Generation X was born between 1965–1979. Like Baby Boomers, Gen X prefers credit cards over all other forms of payment. They carry an average of four credit cards with a median balance of $11,250. 57% of Gen Xers say they took out a credit card so they’ll have a buffer in case of emergencies.
They are also more likely to carry a balance than other generations. Over 67% of Gen Xers have credit card debt. For that reason, more than 20% of Gen X consumers prefer balance transfer cards.
Millennials are typically defined as the generation born between 1980–1995. Most millennials prefer mobile wallets and over 30% prefer using PayPal. More than 70% say they do carry a credit card so they can build credit.
Millennials can often be split into two defining groups: younger millennials and older millennials. Younger millennials are between the ages of 23–30. 41% of younger millennials prefer credit cards to debit cards.

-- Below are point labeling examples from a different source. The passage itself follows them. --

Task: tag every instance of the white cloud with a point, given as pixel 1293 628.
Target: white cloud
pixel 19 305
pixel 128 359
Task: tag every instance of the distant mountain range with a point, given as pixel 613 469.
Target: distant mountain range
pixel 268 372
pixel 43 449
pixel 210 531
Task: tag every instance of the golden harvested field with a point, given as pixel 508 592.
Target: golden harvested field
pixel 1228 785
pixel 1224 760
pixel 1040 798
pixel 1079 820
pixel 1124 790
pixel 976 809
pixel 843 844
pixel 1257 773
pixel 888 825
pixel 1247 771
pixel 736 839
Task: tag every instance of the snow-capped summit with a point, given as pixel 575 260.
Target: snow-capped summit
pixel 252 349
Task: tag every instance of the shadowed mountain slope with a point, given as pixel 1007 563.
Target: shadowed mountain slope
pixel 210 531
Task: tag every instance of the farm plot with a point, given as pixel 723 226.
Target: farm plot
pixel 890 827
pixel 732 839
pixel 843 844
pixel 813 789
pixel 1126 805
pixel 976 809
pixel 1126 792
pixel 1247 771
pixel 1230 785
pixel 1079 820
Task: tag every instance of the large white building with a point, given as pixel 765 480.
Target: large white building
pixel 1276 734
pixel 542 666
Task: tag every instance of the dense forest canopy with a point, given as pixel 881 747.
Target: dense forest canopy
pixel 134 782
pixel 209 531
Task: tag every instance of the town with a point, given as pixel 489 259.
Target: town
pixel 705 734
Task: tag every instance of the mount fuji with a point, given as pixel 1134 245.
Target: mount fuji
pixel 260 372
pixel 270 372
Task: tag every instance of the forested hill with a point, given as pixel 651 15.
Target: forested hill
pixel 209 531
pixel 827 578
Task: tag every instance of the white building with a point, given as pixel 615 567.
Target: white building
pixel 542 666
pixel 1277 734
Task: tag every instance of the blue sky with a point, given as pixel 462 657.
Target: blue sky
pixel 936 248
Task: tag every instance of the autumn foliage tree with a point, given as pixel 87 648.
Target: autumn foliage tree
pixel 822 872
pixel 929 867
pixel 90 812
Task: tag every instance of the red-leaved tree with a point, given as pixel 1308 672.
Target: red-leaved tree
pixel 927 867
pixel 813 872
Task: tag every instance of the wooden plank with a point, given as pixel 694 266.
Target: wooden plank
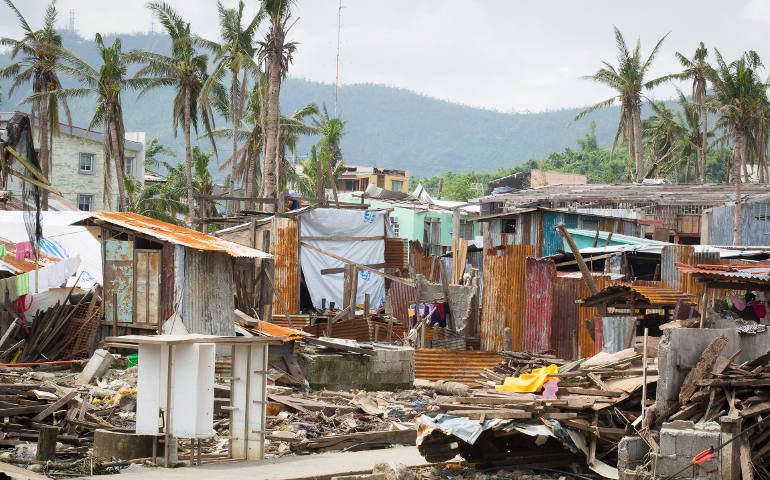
pixel 702 368
pixel 55 406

Older millennials fall between the ages of 31–38. They are almost the exact opposite and 40% prefer debit cards to credit cards.
Hopefully, this article has given you some insights into how your primary demographics prefer to pay. Regardless of the demographics you serve, there is a way for you to meet your customer’s payment expectations. The most important thing you can do is focus on personalizing the payment experience for your customers.
Additionally, coupling cashless payment options with loyalty and rewards, you will have a greater chance of appealing to all the generational expectations of your customers and guests. Mobile wallets tied to credit/debit cards allow greater flexibility for all of your customers and can generate a high return through ease of use and repeat business.